The upland environment covers a third of Britain. It is a cherished landscape, close to the hearts of most of us. Much of this landscape is within National Parks celebrated for their 'natural beauty'. Yet, for the most part, whilst they are beautiful, they are a far way from a natural environment. They are overgrazed sheep pastures and burnt grouse moors.
The army of sheep marches through our uplands, eating all in their wake and leaving no food for the native animals that would naturally live there. The moors are burnt by gamekeepers to create ideal grouse habitat, at the expense of all other animals and plants. The result is a landscape engineered for one species to thrive, the exact opposite of what a natural environment should provide.
If you look at an aerial photo of the upland moors of Britain, the scars from heather burning are the most striking feature of the landscape. If you visit the tops of Bowland or the Yorkshire Dales, you can witness first-hand the wildlife desert that smothers vast areas of the uplands. The place is silent. There is no birdlife or mammals. Only grouse and sheep.
Burning moorland doesn't just choke the life out of the peat moorland ecosystem. It uncovers the peat, allowing it to dry out, be eroded and leached into watercourses, raising their acidity. Peat bog is basically solid carbon, the largest carbon store in Britain, and releasing this carbon into the environment could have a huge impact on climate change.
Overgrazing of sheep exposes the soil to the action of wind and rain, making it organically poor, dry, compacted and eroded. The reduction in biodiversity in sheep pasture also denies the soil nutrients, which would naturally be provided by the native plants and animals dying, decomposing and enriching the soil. Overgrazing also favours the spreading of invasive species, such as bracken and bramble, which further damage the environment.
But not all of of the uplands is grouse moorland and sheep grazing. Walk along Glen Feshie, in the Cairngorms, or the River Liza in Ennerdale on a spring morning, and find the wooded riverbanks alive with birds. Crested tits, goldcrests, dippers, finches, woodpeckers.
These small pockets of self willed land are a sweet contrast to the barren mountainsides, burnt for grouse and desecrated by sheep. They give us an insight into what a wild landscape can offer by providing a range of habitats; trees, moorland, water and grass meadow. This range of habitats supports varied wildlife, and this what the uplands of Britain are missing. This is why they are silent.
Rewilding is the process of creating self willed land. Land that is not managed by humans, but flourishes because of the animals and plants that nurture it naturally. A number of rewilding projects are being carried out throughout the United Kingdom, including at Ennerdale in the Lake District, the Cambrian Mountains in Wales and Carrifran Wildwood in the Southern Uplands of Scotland. The aim of all of these projects is to provide a landscape that supports a wide range of species and natural processes, without human interference.
The rewilding movement gives Britain a chance to spread animals to the desolate grouse moors by providing more diverse, natural habitats. This, in turn, would increase vegetation cover, which would help to stop the erosion of the peat bogs exposed by heather burning, and the soil left scarcely covered by sheep grazing.
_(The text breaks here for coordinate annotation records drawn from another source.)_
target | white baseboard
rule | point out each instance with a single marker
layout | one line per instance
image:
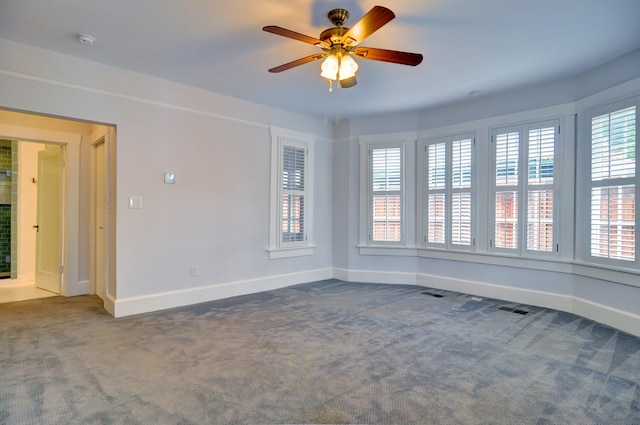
(623, 320)
(398, 278)
(171, 299)
(78, 288)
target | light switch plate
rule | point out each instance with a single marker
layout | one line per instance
(135, 202)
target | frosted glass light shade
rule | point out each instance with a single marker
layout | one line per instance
(348, 67)
(330, 68)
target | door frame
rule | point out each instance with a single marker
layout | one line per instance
(100, 136)
(71, 189)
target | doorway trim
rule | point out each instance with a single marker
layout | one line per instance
(71, 189)
(103, 135)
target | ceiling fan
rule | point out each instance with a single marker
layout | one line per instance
(340, 44)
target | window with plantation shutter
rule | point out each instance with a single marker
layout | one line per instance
(507, 146)
(524, 189)
(293, 193)
(448, 192)
(386, 194)
(291, 200)
(613, 185)
(540, 193)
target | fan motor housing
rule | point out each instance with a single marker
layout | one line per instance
(333, 35)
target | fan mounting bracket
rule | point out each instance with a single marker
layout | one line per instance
(338, 16)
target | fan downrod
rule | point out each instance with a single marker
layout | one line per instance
(338, 17)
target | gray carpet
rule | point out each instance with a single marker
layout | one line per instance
(324, 352)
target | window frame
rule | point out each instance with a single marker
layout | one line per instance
(280, 139)
(448, 190)
(523, 187)
(590, 184)
(406, 143)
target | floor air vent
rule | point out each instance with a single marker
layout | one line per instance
(513, 310)
(433, 294)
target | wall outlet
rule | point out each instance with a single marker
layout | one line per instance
(135, 202)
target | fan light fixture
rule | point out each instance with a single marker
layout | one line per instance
(339, 44)
(339, 67)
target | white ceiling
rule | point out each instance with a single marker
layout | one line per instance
(468, 45)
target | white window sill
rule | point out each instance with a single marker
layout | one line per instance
(629, 277)
(299, 251)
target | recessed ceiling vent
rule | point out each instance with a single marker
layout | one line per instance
(513, 310)
(86, 39)
(432, 294)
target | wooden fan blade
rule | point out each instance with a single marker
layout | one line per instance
(393, 56)
(295, 35)
(297, 62)
(367, 25)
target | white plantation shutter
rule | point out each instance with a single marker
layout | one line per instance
(507, 164)
(436, 197)
(540, 183)
(293, 193)
(291, 198)
(448, 187)
(386, 202)
(613, 185)
(524, 213)
(461, 191)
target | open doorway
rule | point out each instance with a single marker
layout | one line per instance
(31, 219)
(55, 250)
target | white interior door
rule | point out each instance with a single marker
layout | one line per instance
(100, 230)
(48, 227)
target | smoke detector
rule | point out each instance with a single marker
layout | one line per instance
(86, 39)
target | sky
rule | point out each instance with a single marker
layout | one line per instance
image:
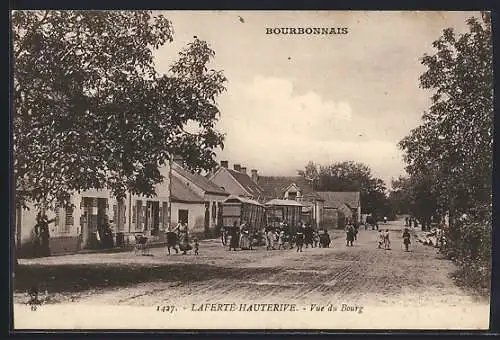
(292, 99)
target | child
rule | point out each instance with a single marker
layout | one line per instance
(406, 239)
(299, 240)
(387, 242)
(196, 246)
(381, 239)
(316, 239)
(281, 240)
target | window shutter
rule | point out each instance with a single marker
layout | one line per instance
(160, 213)
(68, 219)
(115, 214)
(124, 214)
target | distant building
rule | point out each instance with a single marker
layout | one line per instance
(294, 188)
(76, 227)
(236, 181)
(340, 206)
(211, 195)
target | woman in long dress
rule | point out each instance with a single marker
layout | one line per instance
(184, 239)
(270, 237)
(235, 239)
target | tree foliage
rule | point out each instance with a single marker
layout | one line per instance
(449, 157)
(91, 111)
(453, 146)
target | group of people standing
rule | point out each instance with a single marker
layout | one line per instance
(179, 236)
(239, 236)
(242, 237)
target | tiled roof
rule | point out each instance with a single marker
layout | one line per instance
(275, 186)
(242, 200)
(182, 193)
(246, 182)
(334, 199)
(199, 180)
(284, 202)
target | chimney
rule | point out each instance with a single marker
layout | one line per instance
(178, 159)
(255, 177)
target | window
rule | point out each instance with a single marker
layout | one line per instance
(183, 216)
(214, 212)
(68, 223)
(165, 213)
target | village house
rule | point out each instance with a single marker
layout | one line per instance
(236, 181)
(294, 188)
(75, 228)
(194, 200)
(340, 207)
(211, 195)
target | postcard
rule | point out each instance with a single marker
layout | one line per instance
(266, 170)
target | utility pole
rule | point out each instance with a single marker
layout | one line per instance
(169, 222)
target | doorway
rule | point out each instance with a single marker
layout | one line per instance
(153, 217)
(183, 216)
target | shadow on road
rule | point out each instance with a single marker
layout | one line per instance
(76, 278)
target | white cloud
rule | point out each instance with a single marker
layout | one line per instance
(273, 129)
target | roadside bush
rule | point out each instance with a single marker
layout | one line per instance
(468, 243)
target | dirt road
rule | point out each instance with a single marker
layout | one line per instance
(358, 276)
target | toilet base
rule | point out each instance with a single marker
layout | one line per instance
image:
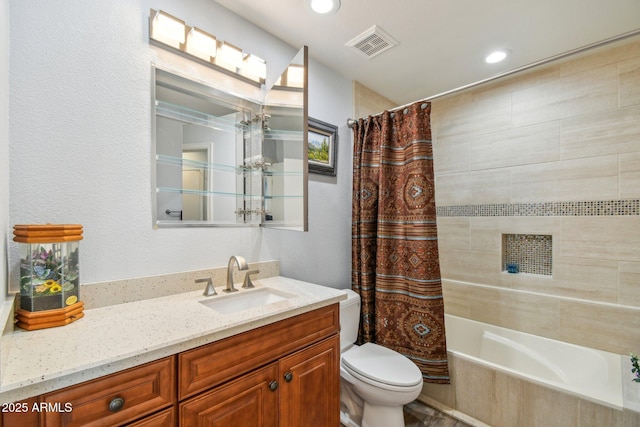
(382, 416)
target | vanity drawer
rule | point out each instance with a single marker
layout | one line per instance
(215, 363)
(115, 399)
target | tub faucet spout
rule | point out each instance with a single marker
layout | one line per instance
(242, 265)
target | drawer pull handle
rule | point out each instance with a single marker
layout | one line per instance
(116, 404)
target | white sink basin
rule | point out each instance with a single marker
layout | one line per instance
(244, 300)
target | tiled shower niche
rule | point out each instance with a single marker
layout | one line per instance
(532, 253)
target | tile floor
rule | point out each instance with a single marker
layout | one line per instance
(417, 414)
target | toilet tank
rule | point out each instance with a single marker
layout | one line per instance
(349, 319)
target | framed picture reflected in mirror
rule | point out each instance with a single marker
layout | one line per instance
(323, 147)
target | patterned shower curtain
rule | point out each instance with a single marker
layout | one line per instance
(394, 238)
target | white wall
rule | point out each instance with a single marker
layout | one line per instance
(80, 143)
(4, 138)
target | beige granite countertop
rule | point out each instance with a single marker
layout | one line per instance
(113, 338)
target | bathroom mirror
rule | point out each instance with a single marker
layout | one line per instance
(221, 159)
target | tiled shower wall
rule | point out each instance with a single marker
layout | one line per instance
(551, 151)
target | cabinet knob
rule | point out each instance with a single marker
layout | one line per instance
(116, 404)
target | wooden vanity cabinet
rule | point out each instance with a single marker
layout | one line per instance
(285, 374)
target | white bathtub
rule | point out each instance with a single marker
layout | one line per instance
(585, 372)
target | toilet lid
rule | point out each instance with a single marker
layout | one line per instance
(382, 365)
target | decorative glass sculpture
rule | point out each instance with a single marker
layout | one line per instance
(49, 266)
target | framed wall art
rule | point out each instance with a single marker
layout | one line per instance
(323, 147)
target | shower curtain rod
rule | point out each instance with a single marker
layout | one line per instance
(351, 122)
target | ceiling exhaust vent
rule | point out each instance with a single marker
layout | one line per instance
(372, 42)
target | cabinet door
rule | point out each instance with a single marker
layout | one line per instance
(310, 392)
(249, 401)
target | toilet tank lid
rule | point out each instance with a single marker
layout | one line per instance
(352, 298)
(383, 365)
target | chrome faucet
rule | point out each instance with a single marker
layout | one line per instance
(209, 290)
(242, 265)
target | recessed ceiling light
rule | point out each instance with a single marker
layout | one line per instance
(325, 6)
(496, 56)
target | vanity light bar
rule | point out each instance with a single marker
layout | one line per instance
(175, 33)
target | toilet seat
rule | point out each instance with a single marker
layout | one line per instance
(381, 366)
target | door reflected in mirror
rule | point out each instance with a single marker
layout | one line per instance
(224, 160)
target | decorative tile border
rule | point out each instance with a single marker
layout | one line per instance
(588, 208)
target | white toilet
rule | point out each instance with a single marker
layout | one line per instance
(375, 382)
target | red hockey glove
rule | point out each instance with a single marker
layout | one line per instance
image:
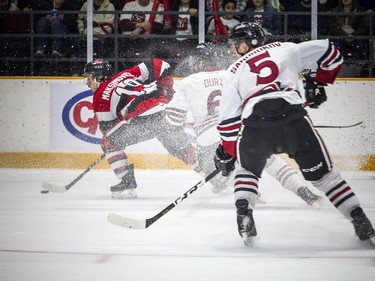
(315, 93)
(224, 161)
(165, 87)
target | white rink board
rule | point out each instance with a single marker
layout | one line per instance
(26, 110)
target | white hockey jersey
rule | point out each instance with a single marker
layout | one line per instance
(199, 94)
(270, 72)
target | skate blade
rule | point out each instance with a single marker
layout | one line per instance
(370, 242)
(247, 240)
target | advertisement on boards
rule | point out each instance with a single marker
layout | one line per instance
(73, 124)
(74, 127)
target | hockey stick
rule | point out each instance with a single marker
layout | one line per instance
(144, 223)
(64, 188)
(339, 127)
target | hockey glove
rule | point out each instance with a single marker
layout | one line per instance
(224, 161)
(165, 87)
(315, 93)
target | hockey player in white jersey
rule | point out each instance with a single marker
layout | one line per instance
(200, 94)
(262, 113)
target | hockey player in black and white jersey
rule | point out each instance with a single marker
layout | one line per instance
(262, 113)
(200, 94)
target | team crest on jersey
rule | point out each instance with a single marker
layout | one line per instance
(78, 118)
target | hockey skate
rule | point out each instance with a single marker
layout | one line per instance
(362, 226)
(307, 195)
(126, 189)
(245, 222)
(219, 186)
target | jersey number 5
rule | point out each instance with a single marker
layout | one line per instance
(260, 62)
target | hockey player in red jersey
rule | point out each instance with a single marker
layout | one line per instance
(262, 113)
(131, 111)
(200, 94)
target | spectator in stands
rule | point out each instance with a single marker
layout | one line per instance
(183, 24)
(20, 5)
(103, 24)
(259, 11)
(228, 20)
(240, 6)
(350, 25)
(54, 23)
(133, 22)
(301, 24)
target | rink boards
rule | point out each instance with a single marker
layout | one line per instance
(48, 123)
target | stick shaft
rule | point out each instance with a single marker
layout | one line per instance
(89, 168)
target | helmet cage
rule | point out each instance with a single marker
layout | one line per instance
(250, 33)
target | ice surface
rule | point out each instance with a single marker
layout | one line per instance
(65, 237)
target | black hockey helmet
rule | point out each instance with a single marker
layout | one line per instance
(209, 56)
(101, 70)
(251, 32)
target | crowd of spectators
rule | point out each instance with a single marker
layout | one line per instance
(58, 27)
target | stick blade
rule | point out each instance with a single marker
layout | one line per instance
(54, 188)
(126, 222)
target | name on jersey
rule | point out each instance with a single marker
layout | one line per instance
(213, 82)
(106, 95)
(253, 52)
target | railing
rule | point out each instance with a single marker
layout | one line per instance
(17, 48)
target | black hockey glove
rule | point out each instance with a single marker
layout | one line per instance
(224, 161)
(315, 93)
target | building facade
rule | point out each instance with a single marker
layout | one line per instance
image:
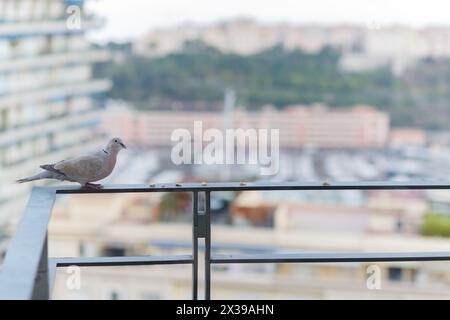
(299, 126)
(49, 101)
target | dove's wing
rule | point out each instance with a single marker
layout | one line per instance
(82, 168)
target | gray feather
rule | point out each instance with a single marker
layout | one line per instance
(43, 175)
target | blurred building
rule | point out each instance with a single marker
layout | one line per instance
(48, 97)
(124, 225)
(362, 47)
(401, 137)
(300, 126)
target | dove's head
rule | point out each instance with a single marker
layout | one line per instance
(115, 145)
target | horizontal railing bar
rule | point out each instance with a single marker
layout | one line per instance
(332, 257)
(122, 261)
(253, 186)
(20, 267)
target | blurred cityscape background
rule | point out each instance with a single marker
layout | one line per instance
(355, 97)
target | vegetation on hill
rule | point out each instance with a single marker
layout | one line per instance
(198, 75)
(436, 225)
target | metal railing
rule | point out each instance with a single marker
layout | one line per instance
(28, 272)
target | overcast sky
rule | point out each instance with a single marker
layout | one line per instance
(131, 18)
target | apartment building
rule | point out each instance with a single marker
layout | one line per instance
(123, 225)
(49, 101)
(299, 126)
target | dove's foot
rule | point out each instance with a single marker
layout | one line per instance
(93, 186)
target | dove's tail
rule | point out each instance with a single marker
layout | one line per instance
(38, 176)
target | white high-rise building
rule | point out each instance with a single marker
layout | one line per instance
(49, 101)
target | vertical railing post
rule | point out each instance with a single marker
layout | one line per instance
(195, 245)
(207, 245)
(41, 289)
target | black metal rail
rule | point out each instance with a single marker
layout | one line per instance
(28, 272)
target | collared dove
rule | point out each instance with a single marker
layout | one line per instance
(84, 169)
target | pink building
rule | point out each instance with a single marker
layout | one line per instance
(299, 126)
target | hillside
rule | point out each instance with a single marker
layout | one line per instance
(196, 78)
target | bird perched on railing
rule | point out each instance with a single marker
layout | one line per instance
(84, 169)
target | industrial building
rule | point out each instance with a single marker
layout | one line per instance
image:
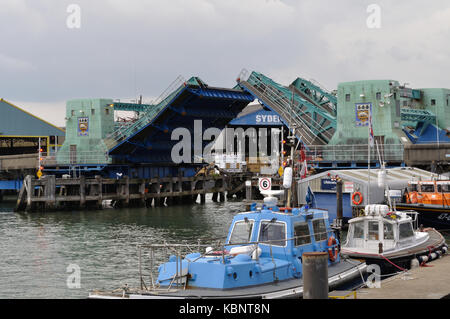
(409, 125)
(22, 136)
The reduction in grazing and scarring from burning the moors would create a more naturally beautiful landscape. Areas dedicated to wildlife would help to protect some of Britain's most famous and cherished species.
More diverse habitats could also allow for the reintroduction of species that previous generations have persecuted and are now clinging on in a fraction of their former range, such as pine martens, golden eagles, capercaillie, wildcats and red squirrels. And it gives us the chance to bring back species which were completely eradicated by our forebears, like the lynx. With enough public understanding and support, maybe one day wolves, the ultimate symbol of wilderness, could be reintroduced to our land.
Rewilding the British uplands wouldn't only bring benefits to the animals and plants, but also to the British people. Locals and tourists alike would be able to enjoy spending time in these enriched, diverse areas. The greater range of species would also attract more wildlife tourists to the uplands, creating far more employment opportunities than grouse shooting or sheep grazing.
Most importantly, rewilding would give people the opportunity to reconnect with nature and a chance to feel the wonder that being in a wild place can evoke. This is why we should rewild the British uplands.